# Anyone plowing with a new Crew Cab?



## JeffNY (Dec 19, 2005)

I just went to order one, and you can't get it in the crew cab with the snow plow package. Im guessing because the roof might crumple. I have one now and its fine. 
Only thing im worried about is the warranty. Im def getting a crew cab, and im def putting a plow on it.

Anyone else running one?


----------



## ondagawood (Sep 19, 2007)

I've got an 04 GMC crew cab diesel w/plow, no issues here. The first owner put a plow on it, as did I, still no issues.

Good luck........


----------



## JCI Trans (Oct 21, 2008)

Mine is an '02 but there are a few guys in my area with shiny new crew cabs that i have seen mounts on. Are you looking to go gas or diesel?


----------



## Snow Miser (Aug 26, 2009)

Yeah a buddy of mine is running an '08 gmc 2500 crew cab long box with a western wideout and has had no problems


----------



## JeffNY (Dec 19, 2005)

gas for sure. I'll switch to diesel when I don't have to plug it in when its really cold.


----------



## erkoehler (Sep 25, 2008)

I have a 2001 crew cab w/ the snow plow package. Not sure when they stopped offering it.


----------



## Feathor55 (Oct 1, 2009)

My boss drives a 09 2500HD duramax crew cab with an Xblade. Had to ad timbrens to front suspension, as plow dealer stated crew cab DIESELS were not reccomended to have a plow, due to the extreme wieght of the diesel engine, and even gas units were limited to light duty plow models.
Also was told to remove plow if ever it came in for work at dealer, (the sales manager told him this full knowing a plow was going on it within a week).


----------



## massbowtie (Feb 19, 2003)

*had an 01 and now have an*

09 crew cab with plow prep and full warranty.of course thats with a 6.0 gas. you cant get plow prep on a crew cab diesel


----------



## SullivanSeptic (Nov 30, 2008)

I am running a plow on my NBS Chevy 2500 Duramax. Truck handles it fine. GM says the front axle is over weight with a diesel and a plow. But they figure in the weight of six passengers in the truck. I don't know about you, but I am not taking the wife and kids plowing with me at 3:00am!


----------



## ondagawood (Sep 19, 2007)

Yeah no problems here and NO timbrens, it sits fine. I may get timbrens in the future.


----------



## Feathor55 (Oct 1, 2009)

I should also mention that the truck was bought in march, we had the truck for a week, then we pulled the timbrens out for the summer, Because the ride was WAY worse than the 5500HD I drive..
I hope putting them back on before snow is easy... or the boss may just leave em on


----------



## JeffNY (Dec 19, 2005)

ok, if you got an 09 with it, thats BS I can't order the '10 with it. Im going to call GM tmr and try to get an answer, god knows no one at a dealership knows anything about it.


----------



## SullivanSeptic (Nov 30, 2008)

JeffNY;816703 said:


> ok, if you got an 09 with it, thats BS I can't order the '10 with it. Im going to call GM tmr and try to get an answer, god knows no one at a dealership knows anything about it.

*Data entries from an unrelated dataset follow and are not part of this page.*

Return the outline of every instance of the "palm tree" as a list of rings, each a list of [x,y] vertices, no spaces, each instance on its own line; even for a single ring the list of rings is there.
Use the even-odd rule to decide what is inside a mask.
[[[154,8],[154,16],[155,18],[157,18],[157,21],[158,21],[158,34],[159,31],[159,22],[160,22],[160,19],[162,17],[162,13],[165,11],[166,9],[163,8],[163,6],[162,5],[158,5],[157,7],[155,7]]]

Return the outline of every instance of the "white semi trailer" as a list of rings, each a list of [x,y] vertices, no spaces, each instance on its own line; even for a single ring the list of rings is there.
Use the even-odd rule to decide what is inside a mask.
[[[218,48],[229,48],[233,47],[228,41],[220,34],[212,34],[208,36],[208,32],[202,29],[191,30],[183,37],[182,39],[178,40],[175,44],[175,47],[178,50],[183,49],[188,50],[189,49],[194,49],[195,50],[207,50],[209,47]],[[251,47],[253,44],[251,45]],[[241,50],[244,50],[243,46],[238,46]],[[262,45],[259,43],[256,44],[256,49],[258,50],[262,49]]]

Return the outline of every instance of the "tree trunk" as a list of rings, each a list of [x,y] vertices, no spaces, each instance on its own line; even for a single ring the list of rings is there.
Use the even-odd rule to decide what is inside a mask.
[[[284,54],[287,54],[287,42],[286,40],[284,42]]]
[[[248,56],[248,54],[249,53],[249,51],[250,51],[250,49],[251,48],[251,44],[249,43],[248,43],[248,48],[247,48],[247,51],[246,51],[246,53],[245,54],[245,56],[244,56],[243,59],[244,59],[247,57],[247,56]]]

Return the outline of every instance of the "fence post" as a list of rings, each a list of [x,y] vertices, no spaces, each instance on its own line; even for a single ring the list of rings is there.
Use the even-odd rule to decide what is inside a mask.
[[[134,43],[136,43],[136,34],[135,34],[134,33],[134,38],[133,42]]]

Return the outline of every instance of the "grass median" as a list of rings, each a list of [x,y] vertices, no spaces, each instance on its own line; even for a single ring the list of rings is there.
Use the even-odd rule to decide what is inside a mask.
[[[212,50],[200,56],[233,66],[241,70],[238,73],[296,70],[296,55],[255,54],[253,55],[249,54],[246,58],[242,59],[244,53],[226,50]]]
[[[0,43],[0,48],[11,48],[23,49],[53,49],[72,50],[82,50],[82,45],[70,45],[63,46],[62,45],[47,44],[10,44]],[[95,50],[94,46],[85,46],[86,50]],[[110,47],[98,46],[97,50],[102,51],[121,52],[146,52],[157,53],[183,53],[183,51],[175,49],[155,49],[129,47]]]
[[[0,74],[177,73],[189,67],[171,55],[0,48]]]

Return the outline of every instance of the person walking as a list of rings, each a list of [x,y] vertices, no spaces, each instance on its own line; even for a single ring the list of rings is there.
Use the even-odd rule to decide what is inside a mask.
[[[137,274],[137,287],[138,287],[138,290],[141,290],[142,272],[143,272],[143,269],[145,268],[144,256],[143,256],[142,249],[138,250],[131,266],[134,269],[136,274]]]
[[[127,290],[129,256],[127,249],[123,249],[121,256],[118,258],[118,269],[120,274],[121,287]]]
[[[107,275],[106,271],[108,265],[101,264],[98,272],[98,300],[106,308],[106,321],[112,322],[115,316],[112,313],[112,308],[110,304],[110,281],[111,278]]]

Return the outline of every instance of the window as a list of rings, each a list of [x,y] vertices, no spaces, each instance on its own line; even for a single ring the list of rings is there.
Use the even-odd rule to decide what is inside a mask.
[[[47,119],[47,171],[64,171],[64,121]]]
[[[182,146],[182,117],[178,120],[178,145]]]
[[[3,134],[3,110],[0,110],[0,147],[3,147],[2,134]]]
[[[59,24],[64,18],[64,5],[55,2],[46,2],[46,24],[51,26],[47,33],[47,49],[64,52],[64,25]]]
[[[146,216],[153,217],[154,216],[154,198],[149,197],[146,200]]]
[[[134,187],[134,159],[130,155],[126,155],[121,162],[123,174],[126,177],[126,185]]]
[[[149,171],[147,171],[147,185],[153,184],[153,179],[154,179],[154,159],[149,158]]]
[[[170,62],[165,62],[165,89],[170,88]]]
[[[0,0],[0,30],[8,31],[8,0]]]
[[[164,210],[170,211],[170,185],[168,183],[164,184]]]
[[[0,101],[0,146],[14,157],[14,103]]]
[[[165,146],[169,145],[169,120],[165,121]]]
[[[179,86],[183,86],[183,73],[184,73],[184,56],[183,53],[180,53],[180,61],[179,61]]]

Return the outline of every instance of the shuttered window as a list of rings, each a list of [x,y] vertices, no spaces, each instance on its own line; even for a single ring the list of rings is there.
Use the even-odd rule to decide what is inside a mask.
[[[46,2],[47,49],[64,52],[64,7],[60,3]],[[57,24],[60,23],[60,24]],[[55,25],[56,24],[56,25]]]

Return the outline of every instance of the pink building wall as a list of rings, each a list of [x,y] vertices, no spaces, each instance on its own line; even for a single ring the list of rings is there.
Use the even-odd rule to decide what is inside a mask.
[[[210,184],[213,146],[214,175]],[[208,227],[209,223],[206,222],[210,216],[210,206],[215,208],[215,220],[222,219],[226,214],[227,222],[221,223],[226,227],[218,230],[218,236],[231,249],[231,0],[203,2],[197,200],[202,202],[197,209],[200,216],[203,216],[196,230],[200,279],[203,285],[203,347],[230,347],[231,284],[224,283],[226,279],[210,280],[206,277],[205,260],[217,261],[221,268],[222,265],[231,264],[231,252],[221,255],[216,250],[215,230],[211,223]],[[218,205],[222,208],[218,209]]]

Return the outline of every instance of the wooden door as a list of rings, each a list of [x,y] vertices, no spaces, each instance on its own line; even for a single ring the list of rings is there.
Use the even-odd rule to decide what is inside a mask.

He has the 6.0 gas motor. Plow prep is available on a crew cab with the 6.0. Not the Dmax


----------



## JeffNY (Dec 19, 2005)

I said gas, not diesel. 

I just sat in the dealership and looked through all the options for myself, the plow prep package is not on there.

** UPDATE **

Just called GM, snow plow prep package is ONLY available on the regular cab HALF ton. I said, so I can plow snow with a half ton, and its covered under warranty, but I can't do that with a 3/4 ton? 
response: "correct, and it doesn't make sense to me either sir."


----------



## mkwl (Jan 21, 2005)

JeffNY;819194 said:


> I said gas, not diesel.
> 
> I just sat in the dealership and looked through all the options for myself, the plow prep package is not on there.
> 
> ...


WHAT!?!? That's insane!

BTW- why are you getting rid of your '07?


----------



## JeffNY (Dec 19, 2005)

Lease is up, and its a pile of s***


----------



## bosman (Oct 20, 2008)

I've got an 07 classic crew cab long box with the duramax and decided to buy a 7.5' snoway because everybody had me worried about the total weight on the front end. I haven't had any problems yet, the duramax is sweet to push with, are you going to get another 6.0 gasser?


----------



## got-h2o (Sep 26, 2008)

JeffNY;816356 said:


> gas for sure. I'll switch to diesel when I don't have to plug it in when its really cold.


What do you consider really cold? Newer diesels aren't like old ones, although I'm sure you know that much. I never once plugged in my 05 last year, coldest start was -7F and it started up just fine. It sure is nice coming out to a warm truck, but its not necessary. There's a few vids floating around of Dmaxes starting much colder........-20 etc.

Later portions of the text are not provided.